Get quotes from insurance companies that provide term life insurance. (This is insurance that does not include any investment portfolio.)
Compare the cost of buying a death benefit only vs. the cost of the other insurance options.
Term insurance should be cheaper, so figure out the future value that you would end up after investing the difference in cost (versus using insurance as the investment vehicle).
In general, you will pay more to invest via an insurance policy (at least in the US and Western Europe). But there are tax and other situations where insurance makes alot of sense too. You really need to consult a more authoritative reference specific to India to make the decision that is right for you!
I think the aspect of calculating the value of a life insurance policy has been addressed in plenty of detail in the other answer/comments, but I wanted to add a note that came up in the comments to this answer. When you're considering life insurance policies from multiple companies, you'll also want to look at the company's rating with AM Best or a similar rating agency, e.g.

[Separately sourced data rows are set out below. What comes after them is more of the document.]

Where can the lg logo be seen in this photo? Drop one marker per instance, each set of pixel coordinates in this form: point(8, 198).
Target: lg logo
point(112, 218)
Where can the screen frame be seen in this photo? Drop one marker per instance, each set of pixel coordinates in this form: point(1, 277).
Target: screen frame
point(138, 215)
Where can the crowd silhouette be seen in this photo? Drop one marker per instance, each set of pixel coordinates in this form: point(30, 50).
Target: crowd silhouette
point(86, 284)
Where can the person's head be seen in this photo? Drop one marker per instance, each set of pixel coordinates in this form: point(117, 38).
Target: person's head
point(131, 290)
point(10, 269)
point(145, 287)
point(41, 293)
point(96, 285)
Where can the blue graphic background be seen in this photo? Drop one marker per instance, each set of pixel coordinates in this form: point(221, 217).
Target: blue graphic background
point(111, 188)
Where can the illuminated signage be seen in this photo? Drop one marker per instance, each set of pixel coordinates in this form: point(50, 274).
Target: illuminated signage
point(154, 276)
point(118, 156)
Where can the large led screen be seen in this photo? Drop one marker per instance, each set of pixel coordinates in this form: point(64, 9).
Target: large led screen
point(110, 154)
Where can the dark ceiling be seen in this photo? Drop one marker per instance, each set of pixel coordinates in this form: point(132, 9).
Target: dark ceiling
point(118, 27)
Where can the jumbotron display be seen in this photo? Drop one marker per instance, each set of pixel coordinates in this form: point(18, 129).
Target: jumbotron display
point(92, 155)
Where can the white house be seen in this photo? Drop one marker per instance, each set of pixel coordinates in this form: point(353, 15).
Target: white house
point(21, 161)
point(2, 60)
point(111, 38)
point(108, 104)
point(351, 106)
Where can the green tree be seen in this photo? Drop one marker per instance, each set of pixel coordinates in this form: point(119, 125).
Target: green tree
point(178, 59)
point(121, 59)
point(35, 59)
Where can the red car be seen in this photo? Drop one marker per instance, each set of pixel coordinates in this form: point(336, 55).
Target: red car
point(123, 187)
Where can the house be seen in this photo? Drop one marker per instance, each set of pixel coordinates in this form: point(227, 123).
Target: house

Standard and Poor's. These are ratings like A++, A, etc. that measure the financial strength of the company, and since you often hold a life insurance policy for an extended period, you don't want to purchase it from a company that may go bankrupt and disappear before the term expires.
This is also another way to verify that the company is legitimate, because a small company that might not be as legitimate as a major insurer either won't have a rating (because it's too new or won't publish the information) or will have a low rating because there isn't enough data to gauge its prospects yet.